(Selection from MEMOIRS OF EUROPEAN TRAVEL)

On the 14th of July the steamer cleared the Red Sea and reached Suez. In front is the Suez Canal. The steamer has cargo for Suez. Well, Egypt is now under a visitation of plague, and possibly we are also carrying its germs. So there is the risk of contagion on both sides. Compared with the precautions taken here against mutual contact, well, those of our country are as nothing. The goods have to be unloaded, but the coolie of Suez must not touch the ship. It meant a good deal of extra trouble for the ship’s sailors. They have to serve as coolies, lift up the cargo by means of cranes and drop it, without touching, on the Suez boats which carry it ashore. The agent of the Company has come near the ship in a small launch, but he is not allowed to board her. From the launch he is talking with the Captain who is in his ship. You must know this is not India, where the white man is beyond the plague regulations and all — here is the beginning of Europe.
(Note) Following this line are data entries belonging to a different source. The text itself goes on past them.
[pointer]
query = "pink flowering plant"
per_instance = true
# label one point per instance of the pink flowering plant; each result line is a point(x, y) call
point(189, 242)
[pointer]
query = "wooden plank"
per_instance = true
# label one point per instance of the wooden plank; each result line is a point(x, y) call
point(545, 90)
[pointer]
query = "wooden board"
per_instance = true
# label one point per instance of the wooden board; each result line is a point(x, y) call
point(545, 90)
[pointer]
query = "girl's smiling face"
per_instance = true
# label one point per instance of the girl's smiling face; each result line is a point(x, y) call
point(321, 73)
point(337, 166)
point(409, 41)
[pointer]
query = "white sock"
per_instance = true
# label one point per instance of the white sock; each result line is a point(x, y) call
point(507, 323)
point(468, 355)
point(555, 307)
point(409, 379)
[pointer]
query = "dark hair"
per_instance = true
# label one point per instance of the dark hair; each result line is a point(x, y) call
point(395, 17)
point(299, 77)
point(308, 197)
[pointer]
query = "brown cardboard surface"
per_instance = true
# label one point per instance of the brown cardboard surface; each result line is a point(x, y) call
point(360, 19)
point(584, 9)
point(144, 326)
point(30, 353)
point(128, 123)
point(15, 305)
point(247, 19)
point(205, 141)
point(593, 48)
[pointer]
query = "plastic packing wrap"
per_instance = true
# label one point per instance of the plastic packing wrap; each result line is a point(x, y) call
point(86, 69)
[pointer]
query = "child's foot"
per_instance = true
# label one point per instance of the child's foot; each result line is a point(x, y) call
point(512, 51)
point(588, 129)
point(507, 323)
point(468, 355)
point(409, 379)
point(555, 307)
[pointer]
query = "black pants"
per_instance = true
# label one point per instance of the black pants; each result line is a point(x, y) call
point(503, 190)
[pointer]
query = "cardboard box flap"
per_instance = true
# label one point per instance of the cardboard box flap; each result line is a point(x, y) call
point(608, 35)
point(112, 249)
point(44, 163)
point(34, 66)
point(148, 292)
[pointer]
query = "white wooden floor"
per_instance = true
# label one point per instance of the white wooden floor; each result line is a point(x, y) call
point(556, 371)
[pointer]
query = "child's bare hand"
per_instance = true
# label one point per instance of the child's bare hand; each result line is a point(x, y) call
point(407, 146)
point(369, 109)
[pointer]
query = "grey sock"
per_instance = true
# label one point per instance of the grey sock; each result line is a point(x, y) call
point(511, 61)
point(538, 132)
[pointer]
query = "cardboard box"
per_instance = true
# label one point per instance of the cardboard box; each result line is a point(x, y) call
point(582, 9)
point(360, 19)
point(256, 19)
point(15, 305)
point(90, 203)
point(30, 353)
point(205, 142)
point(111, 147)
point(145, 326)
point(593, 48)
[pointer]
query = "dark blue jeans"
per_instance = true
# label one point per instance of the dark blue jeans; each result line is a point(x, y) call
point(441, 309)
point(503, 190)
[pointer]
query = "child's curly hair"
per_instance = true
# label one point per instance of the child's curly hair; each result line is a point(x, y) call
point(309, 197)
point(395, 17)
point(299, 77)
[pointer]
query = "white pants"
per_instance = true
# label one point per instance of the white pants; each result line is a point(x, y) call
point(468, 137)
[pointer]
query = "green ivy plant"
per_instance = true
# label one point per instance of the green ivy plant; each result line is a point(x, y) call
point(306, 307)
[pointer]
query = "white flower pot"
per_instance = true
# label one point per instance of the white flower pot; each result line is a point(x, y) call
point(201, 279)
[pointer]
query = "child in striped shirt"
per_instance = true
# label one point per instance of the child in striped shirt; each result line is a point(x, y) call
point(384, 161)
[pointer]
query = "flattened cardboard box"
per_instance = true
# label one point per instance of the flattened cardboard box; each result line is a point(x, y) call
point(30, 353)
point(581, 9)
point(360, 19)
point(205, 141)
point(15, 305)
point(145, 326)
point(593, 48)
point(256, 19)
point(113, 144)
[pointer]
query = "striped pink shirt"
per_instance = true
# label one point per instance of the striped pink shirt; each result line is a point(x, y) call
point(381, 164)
And all this precaution is taken lest the rat-borne plague finds an entrance into this heaven. The incubation period of plague-germs is ten days; hence the quarantine for ten days. We have however passed that period, so the disaster has been averted for us. But we shall be quarantined for ten days more if we but touch any Egyptian. In that case no passengers will be landed either at Naples or at Marseilles. Therefore every kind of work is being done from a distance, free from contact. Consequently it will take them the whole day to unload the cargo in this slow process. The ship can easily cross the Canal in the night, if she be provided with a searchlight; but if that is to be fitted, the Suez people will have to touch the ship — there, you have ten days’ quarantine. She is therefore not to start in the night, and we must remain as we are in this Suez harbour for twenty-four hours! This is a very beautiful natural harbour, surrounded almost on three sides by sandy mounds and hillocks, and the water also is very deep. There are innumerable fish and sharks swimming in it. Nowhere else on earth are sharks in such plenty as in this port and in the port of Sydney, in Australia — they are ready to swallow men at the slightest opportunity! Nobody dares to descend into the water. Men, too, on their part are dead against the snakes and sharks and never let slip an opportunity to kill them.